What to Expect at Your Doctor's Office
Your doctor will ask you about your sweating -- when it occurs, and what seems to trigger it. You'll also be asked about your medical history, including any medical conditions you have and medicines you are taking.
The doctor will do a medical exam, which may include:
- Lab tests and other tests to check for conditions that can cause hyperhidrosis, such as heart disease, thyroid problems, and diabetes.
- Tests for hyperhidrosis. The starch-iodine test uses a mixture of iodine and starch, which turns blue in areas where your body is sweating excessively. The paper test uses a special type of paper applied to the affected area to measure the volume of sweat you are producing.
Based on your health history and exam, your doctor will determine whether you have primary hyperhidrosis or secondary hyperhidrosis.
- Primary hyperhidrosis is the most common cause of excessive sweating. It's not due to any medical condition -- it is the condition. Primary hyperhidrosis tends to start in childhood and run in families, and it usually causes heavy sweating on the palms of the hands, soles of the feet, and armpits.

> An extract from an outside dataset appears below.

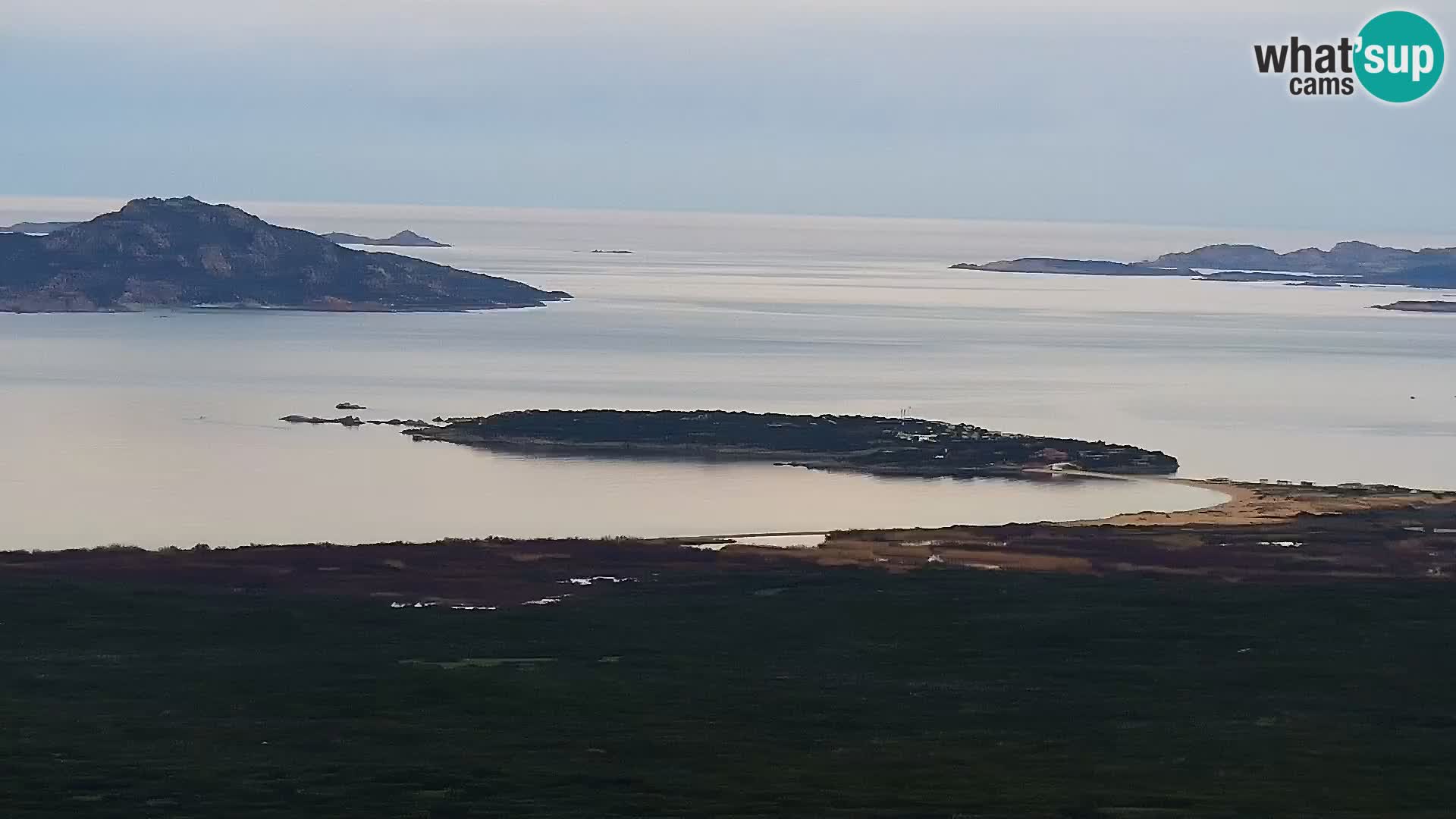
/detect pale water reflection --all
[0,199,1456,548]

- Secondary hyperhidrosis is caused by a medical condition (such as cancer or an infection) or medication (which can include antidepressants and antipsychotic drugs). Sweating can occur over wider areas of your body.

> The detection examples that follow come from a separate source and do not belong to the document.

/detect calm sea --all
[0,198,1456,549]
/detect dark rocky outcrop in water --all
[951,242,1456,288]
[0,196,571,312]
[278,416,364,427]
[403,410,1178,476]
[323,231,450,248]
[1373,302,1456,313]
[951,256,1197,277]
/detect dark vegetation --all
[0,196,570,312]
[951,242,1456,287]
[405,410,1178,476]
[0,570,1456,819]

Knowing which kind of sweating problem you have can help your doctor find the right treatment for it. That treatment may involve antiperspirants, iontophoresis (a technique that uses a low current passed through water to treat heavy sweating of the hands and feet), or Botox injections to block the nerve signals that trigger your sweat glands.
If sweating is due to another condition, then treating the primary condition may help with symptoms. Discuss all of your options with your doctor. Make sure you fully understand them, and their possible side effects, before you begin hyperhidrosis treatment.

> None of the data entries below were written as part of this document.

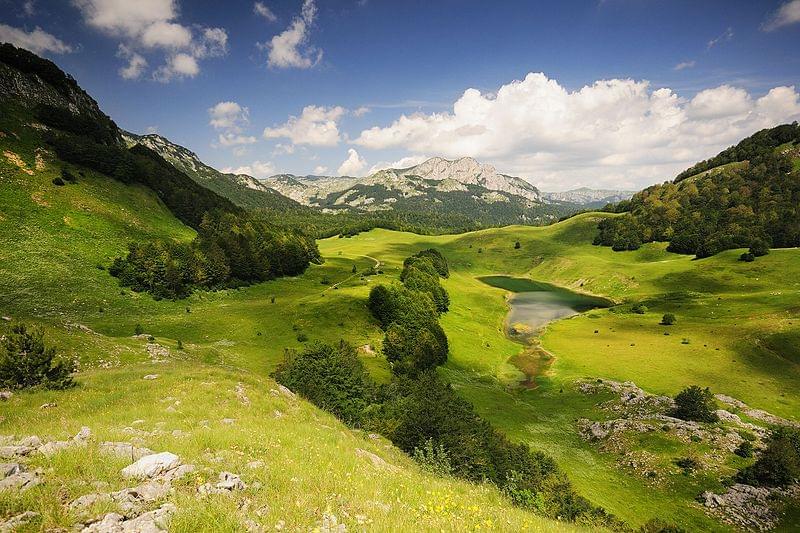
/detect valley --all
[0,35,800,533]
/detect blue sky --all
[0,0,800,190]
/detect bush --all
[0,325,75,389]
[411,439,453,476]
[273,341,372,426]
[661,313,675,326]
[733,440,753,459]
[736,427,800,487]
[672,385,719,422]
[750,239,769,257]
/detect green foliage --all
[736,427,800,487]
[109,212,320,299]
[0,324,75,389]
[594,123,800,260]
[672,385,719,422]
[661,313,677,326]
[639,518,686,533]
[273,341,373,426]
[733,440,753,459]
[411,439,453,476]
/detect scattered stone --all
[0,511,39,533]
[83,503,177,533]
[100,442,154,461]
[236,383,250,405]
[698,483,800,531]
[145,342,169,362]
[278,384,297,400]
[356,448,399,472]
[197,472,247,496]
[0,464,43,492]
[122,452,181,479]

Also ask your doctor whether your health insurance will cover the cost of treatment. Some insurance companies and policies will pay for all or part of hyperhidrosis treatments, and it's important to know how much of your treatment you will need to cover yourself.
Keep in close touch with your doctor while you are undergoing treatment for excessive sweating. If your hyperhidrosis isn't responding to antiperspirants, iontophoresis, or Botox, the next step may be to try oral medication or surgery.